With headless content management systems, designers and developers are given incredible power and flexibility. Power we never had with the monolithic solutions of the past like Wordpress, Drupal, Shopify, or Magento. The problem is that with great power and flexibility, comes great complexity. We spend a lot of time and energy on the design of our interfaces for customers. Yet, we think very little about the user experience of the back end systems that go into this.
The prevailing belief is that employees and administrators can suffer the pain as long as the user experience for customers is great. When it comes to the classical content management systems, many of us have been institutionalized. We're years away from the pain of learning our way around Wordpress or Drupal or BigCommerce. When we build for headless, a CMS like Contentful or Contentstack can be a dream. However, because the configuration is largely dependent on the developer setting it up, the user experience for your internal teams can manifest as a nightmare.
This is the side of headless that the industry itself still has not come around to. There is an entire user experience that now must be crafted behind the CMS itself. In fact, headless content management systems can be used to house far more than just content. At Cause of a Kind, we're using headless systems to build entire command and control centers for applications. They come complete with the ability to modify the content and imagery, craft event triggers with web hooks, and even modify the UI of the CMS itself. They give us everything we need not just to control our web interfaces, but also a way to tie together disparate internal systems. They help us wrangle a tangled ball of third-party systems into a neat pipeline of data. We can then safely give control of these systems to non-technical stakeholders.
This frees development teams from one line text changes and running simple scripts to migrate data from one system to another. We've used headless content management systems to build everything from complex brochure and e-commerce websites, to feature flag systems for continuous integration, all the way to medical software that aggregates data from remote devices. This type of power gives us the ability to deliver value faster to customers and more power to internal stakeholders. That being said, leaving this kind of UX design to a team of engineers is often the place where things go south.

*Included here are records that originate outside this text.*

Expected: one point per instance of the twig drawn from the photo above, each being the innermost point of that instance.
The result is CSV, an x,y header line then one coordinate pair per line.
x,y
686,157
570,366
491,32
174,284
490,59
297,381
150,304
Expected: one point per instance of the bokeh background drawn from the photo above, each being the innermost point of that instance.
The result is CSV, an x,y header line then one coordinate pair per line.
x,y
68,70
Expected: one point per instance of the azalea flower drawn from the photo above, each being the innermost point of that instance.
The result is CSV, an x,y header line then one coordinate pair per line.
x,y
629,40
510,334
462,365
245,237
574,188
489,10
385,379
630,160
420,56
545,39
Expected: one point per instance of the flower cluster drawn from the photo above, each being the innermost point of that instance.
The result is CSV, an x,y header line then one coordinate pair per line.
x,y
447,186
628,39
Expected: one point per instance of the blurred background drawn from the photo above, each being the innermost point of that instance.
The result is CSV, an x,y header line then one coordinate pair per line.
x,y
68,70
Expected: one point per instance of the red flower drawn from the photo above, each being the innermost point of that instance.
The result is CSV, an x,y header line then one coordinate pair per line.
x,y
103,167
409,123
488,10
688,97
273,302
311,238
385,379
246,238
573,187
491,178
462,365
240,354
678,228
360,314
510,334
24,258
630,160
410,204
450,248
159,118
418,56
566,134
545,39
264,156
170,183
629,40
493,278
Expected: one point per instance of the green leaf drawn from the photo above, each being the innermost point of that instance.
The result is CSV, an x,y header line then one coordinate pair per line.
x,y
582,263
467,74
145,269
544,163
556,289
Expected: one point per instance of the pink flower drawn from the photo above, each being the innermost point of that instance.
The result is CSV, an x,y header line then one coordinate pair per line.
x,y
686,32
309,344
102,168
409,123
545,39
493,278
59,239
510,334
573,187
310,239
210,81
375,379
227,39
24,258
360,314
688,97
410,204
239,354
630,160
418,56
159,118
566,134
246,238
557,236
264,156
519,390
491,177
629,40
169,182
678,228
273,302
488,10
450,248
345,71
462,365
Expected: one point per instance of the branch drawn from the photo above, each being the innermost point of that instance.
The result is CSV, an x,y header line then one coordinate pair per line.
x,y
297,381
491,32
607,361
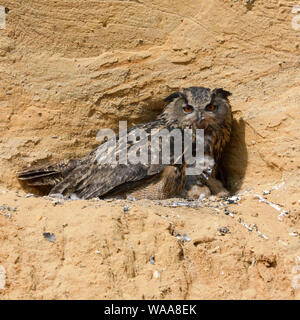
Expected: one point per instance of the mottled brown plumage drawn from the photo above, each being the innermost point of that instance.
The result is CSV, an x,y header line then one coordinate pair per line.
x,y
88,177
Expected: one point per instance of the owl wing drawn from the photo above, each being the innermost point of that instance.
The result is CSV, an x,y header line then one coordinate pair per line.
x,y
97,173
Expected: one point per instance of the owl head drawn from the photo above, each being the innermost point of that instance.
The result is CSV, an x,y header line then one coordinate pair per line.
x,y
199,108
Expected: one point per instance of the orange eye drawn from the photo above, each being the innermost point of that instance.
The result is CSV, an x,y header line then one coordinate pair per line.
x,y
188,109
210,107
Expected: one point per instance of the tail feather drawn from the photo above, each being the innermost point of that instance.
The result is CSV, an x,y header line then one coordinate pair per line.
x,y
47,174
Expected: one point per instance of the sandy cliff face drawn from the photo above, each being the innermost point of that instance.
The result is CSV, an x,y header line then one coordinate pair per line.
x,y
69,68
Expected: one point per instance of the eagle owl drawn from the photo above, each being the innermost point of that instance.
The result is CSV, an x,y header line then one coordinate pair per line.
x,y
193,108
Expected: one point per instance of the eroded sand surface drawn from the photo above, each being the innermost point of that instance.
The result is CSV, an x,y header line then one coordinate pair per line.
x,y
69,68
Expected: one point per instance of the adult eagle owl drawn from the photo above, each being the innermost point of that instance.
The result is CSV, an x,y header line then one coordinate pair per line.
x,y
87,177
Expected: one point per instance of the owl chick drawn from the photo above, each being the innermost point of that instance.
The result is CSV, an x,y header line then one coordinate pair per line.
x,y
95,176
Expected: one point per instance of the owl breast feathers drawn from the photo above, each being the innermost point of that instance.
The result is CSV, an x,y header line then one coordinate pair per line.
x,y
95,176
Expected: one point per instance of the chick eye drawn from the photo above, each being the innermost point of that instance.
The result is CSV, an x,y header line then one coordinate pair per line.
x,y
210,107
188,109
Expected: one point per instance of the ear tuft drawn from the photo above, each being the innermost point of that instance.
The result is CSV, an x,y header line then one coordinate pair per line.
x,y
221,93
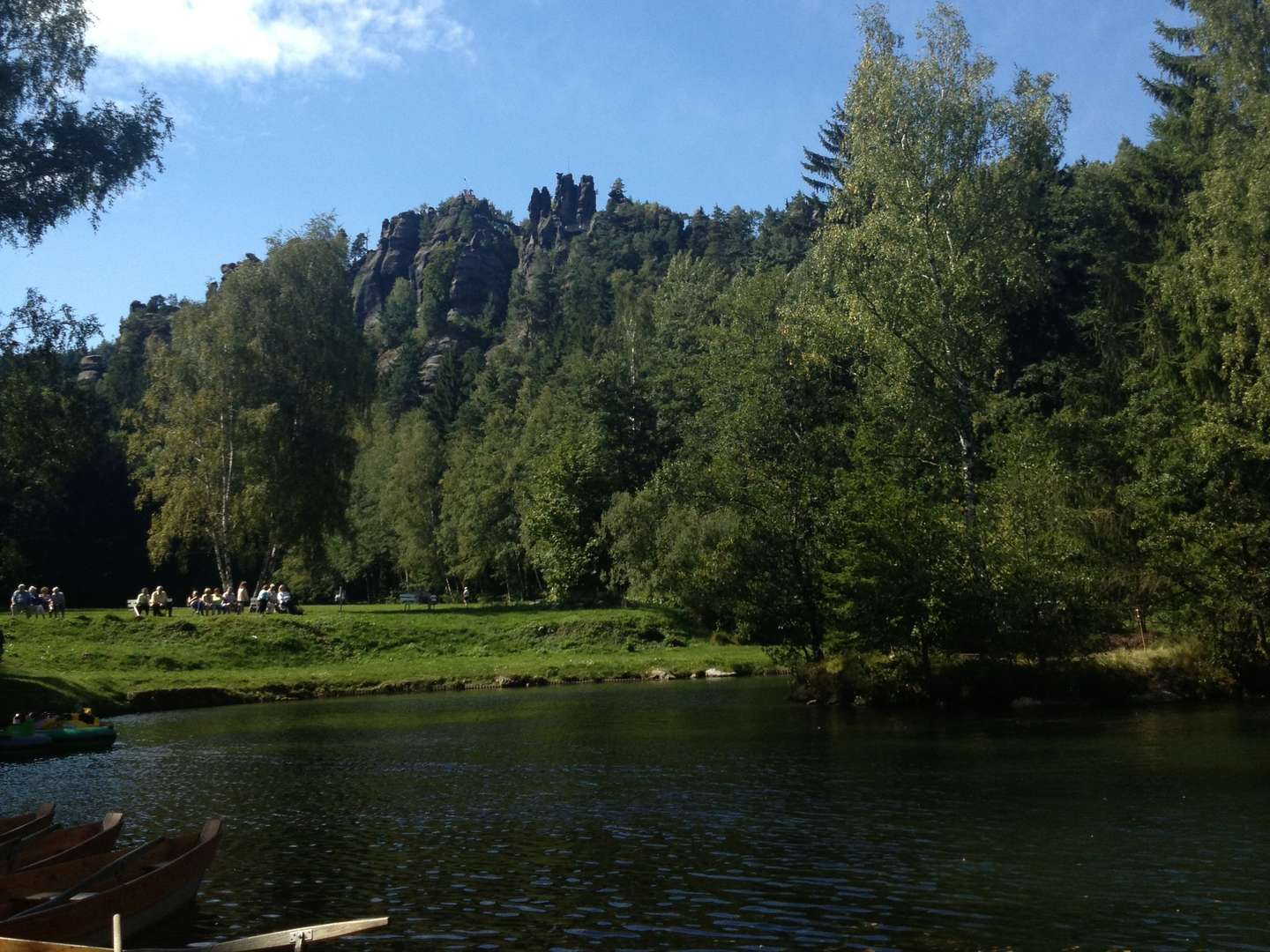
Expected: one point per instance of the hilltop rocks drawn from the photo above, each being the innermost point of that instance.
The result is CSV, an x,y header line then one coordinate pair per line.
x,y
392,259
90,369
458,259
553,221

Headless content management systems have created their own uncanny valley. The closer the system gets to a great user experience, the more intolerable things can become for users. For example, let's take an old school CMS like Joomla. When modified it becomes quite odd to use. It is riddled with terms like articles, modules, and components that end up representing different entities than we would expect. However, it is understood by the users that there will be a learning curve. They will have to memorize where these things go and what they will effect. The expectation is that this system WILL NOT be intuitive, and this is understood as soon as the user logs in.
With legacy content management systems, you didn't have to consider the user experience. The user experience was dictated for you. You suffered repurposing entities like posts, blocks, components, and articles for new use cases. Administrators decorated their monitors with post-it notes full of little tips for how to use the CMS. Internal stakeholders understood the tradeoff of using what's available to avoiding building something from scratch. These oddities became acceptable abstraction leaks and a challenging user experience was the expectation.
Contrast this with a headless content management system. Here, the workflows can be carefully crafted, entity terminology can matched to the industry, and custom plugins can make the editing experience more intuitive. The problem is, when users expect something intuitive and simple to use, yet it is not, that friction if felt ten fold! It's even worse when you get almost everything right.
So how do we get this right? You need to talk to the users! It's important during the process of configuring the CMS, that you, the engineer, sit down and talk with some users. Show them how you're thinking of configuring things. Ask them about their workflows and pain points. At Cause of a Kind the user flows in the back of the house make it to the story map and design documents.
We may not need UX designers to create mockups like we do for the customer facing application, but we certainly need to prototype. Before you hook up the CMS, create some models and fill in some data. Share it with the people that manage the system and ask for their feedback. You won't get things perfect, but you'll be able to cross that uncanny valley between expected discomfort and that thing that was almost delightful.